Hall has a discretionary fund supported by the city of Tucson, Pima County, Oro Valley and more than 500 individuals and businesses that she can use to use for incentives for any production that spends at least $2 million. She has only given one token $20,000 incentive, more of a thank you, to the makers of independent "Hot Bath an’ a Stiff Drink 2" because they spent $3.5 million and booked 1,950 hotel room nights.
The Tucson region and the privately owned Old Tucson Company that operates Old Tucson, survive by expanding into different markets.
The Tucson Film Office, for example, has had luck with border films. Seven episodes for a Fox series to be aired in Latin America just wrapped up.
“If that series gets picked up and there is a second season, that will be great for us. I am told all the U.S. portions of the shows were done in Tucson and Southern Arizona. That’s huge for us and it’s diversification for us. We work at getting the border stories because that’s something that is unique to Southern Arizona," Hall said.

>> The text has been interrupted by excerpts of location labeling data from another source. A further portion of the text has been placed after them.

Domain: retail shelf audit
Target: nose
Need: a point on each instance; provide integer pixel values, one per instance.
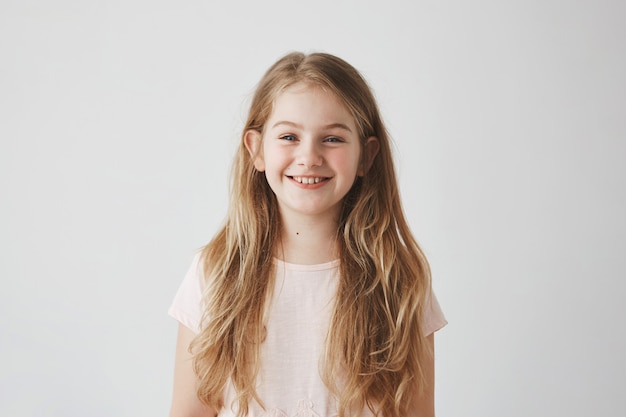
(309, 155)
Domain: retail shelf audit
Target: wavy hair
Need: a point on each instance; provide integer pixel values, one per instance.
(375, 340)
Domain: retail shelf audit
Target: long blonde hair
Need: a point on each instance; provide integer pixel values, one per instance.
(375, 340)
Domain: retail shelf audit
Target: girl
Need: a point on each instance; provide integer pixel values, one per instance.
(314, 299)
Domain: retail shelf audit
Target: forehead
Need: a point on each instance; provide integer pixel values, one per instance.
(312, 103)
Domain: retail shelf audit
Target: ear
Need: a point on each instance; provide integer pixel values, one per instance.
(370, 151)
(252, 140)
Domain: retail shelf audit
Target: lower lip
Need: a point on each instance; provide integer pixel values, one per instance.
(309, 186)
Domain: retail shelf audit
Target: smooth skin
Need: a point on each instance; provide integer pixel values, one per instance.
(311, 155)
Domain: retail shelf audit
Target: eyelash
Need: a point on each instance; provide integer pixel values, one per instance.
(331, 139)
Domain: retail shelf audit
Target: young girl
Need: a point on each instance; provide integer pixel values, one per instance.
(314, 299)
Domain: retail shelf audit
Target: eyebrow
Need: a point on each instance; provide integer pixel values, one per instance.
(297, 126)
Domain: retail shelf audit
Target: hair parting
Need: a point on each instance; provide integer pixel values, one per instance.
(375, 347)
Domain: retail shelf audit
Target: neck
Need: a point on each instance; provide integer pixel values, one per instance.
(307, 240)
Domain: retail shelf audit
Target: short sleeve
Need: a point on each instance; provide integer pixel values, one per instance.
(187, 304)
(433, 316)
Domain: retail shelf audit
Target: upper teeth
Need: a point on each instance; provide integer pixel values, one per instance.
(307, 180)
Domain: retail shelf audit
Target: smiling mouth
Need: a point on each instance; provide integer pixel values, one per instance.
(309, 180)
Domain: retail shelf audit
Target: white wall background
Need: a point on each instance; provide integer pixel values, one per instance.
(118, 120)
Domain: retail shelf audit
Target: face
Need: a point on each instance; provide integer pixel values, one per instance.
(310, 151)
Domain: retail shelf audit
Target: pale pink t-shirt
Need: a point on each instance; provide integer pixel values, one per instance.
(289, 381)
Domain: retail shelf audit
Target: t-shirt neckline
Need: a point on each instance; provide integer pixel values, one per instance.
(303, 267)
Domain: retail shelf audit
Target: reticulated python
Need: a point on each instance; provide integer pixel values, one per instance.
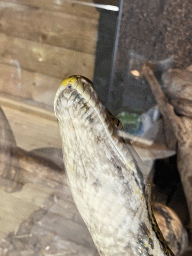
(107, 185)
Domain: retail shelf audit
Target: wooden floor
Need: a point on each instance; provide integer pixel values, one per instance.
(39, 220)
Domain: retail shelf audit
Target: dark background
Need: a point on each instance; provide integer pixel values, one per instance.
(155, 29)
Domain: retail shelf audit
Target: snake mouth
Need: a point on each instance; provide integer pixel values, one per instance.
(73, 91)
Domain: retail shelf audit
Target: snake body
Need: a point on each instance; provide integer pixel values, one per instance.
(106, 183)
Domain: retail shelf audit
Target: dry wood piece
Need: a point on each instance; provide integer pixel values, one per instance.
(18, 166)
(181, 127)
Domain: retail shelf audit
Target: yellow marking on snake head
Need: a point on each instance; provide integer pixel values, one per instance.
(70, 80)
(129, 165)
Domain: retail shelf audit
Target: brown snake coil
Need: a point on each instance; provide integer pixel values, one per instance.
(107, 185)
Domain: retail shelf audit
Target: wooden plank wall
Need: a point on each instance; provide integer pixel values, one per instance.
(42, 42)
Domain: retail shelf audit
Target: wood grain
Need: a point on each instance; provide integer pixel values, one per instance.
(29, 86)
(42, 58)
(44, 26)
(61, 6)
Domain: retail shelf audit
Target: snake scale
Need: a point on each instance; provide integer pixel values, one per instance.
(107, 185)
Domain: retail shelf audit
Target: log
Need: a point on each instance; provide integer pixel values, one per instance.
(182, 129)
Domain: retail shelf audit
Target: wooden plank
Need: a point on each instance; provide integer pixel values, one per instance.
(41, 58)
(26, 107)
(16, 207)
(32, 131)
(28, 85)
(59, 29)
(61, 6)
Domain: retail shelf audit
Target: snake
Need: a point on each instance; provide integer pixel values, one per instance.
(107, 184)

“We market ourselves as ‘You can film in our barrio and you can pretend you are in Mexico. You can film in one of our mines or pretend you are in the Middle East or in a sci fi landscape. The movie 'Three Kings' with George Clooney was filmed in a Sacaton mine, and it looks like the Middle East.”
Old Tucson, meanwhile, where the Hot Bath movie was filmed, survives by diversifying into festivals like the 26th annual Halloween-themed Nightfall event underway this month and the sci-fi fantasy Wild Wild West Steampunk Convention that will be held in March. The event at Old Tucson, the sixth annual, claims to be the nation’s first and only steampunk convention.
Old Tucson was built in 1939 by Columbia Pictures for the movie "Arizona." More than 300 movies, films and TV shows have been filmed there since then, mostly in the decades before a fire destroyed about 40 percent of it in 1995.
Visitation dropped so much after that and then during the recession but has finally come back, said Mary Davis, director of marketing, sales and communication.
“For many years the park was not making money because of the recession and economy. In the last two years it has been in the black, in large part due to a new general manager, Terry Verhage,” she said. The park saw 167,000 visitors in 2015.
Old Tucson also continues to expand its role as a historical theme park. It now has a nonprofit arm, the Arizona Sonoran Western Heritage Foundation, that is seeking a development director to seek grants for improvements such as restoring the 1872 Reno steam engine used in many movies.
Joe Camarillo, who handles group sales, envisions a multi-cultural center that shows not just the cowboys but all the other cultures of the Tucson area, including Hispanic, Tohono O’odham, Yaqui and Chinese. When the Old Tucson movie set was originally built (to resemble the city of Tucson), members of the Tohono O’odham Nation were hired to make adobe bricks because they were the most experienced, he said.
“We want Old Tucson to reflect all people, not just the people in the movies, but there is nothing wrong with that. We wouldn’t be here if it wasn’t for the movies. That is part of our history and our culture,” he said.
And while it reaches into the past, Old Tucson is also reaching into the future, to young people who like to see the West in a different way. The HBO TV series Westworld and the steampunk festival unite Westerns and science fiction.
“We love the John Wayne fans,” said Davis. “But if you ask a 40-something what movies John Wayne did, they won’t know. If you ask a 20-something, they won’t even know who John Wayne is. So we know we need to develop new audiences with expanded programing activities and events. So that’s what we are doing.”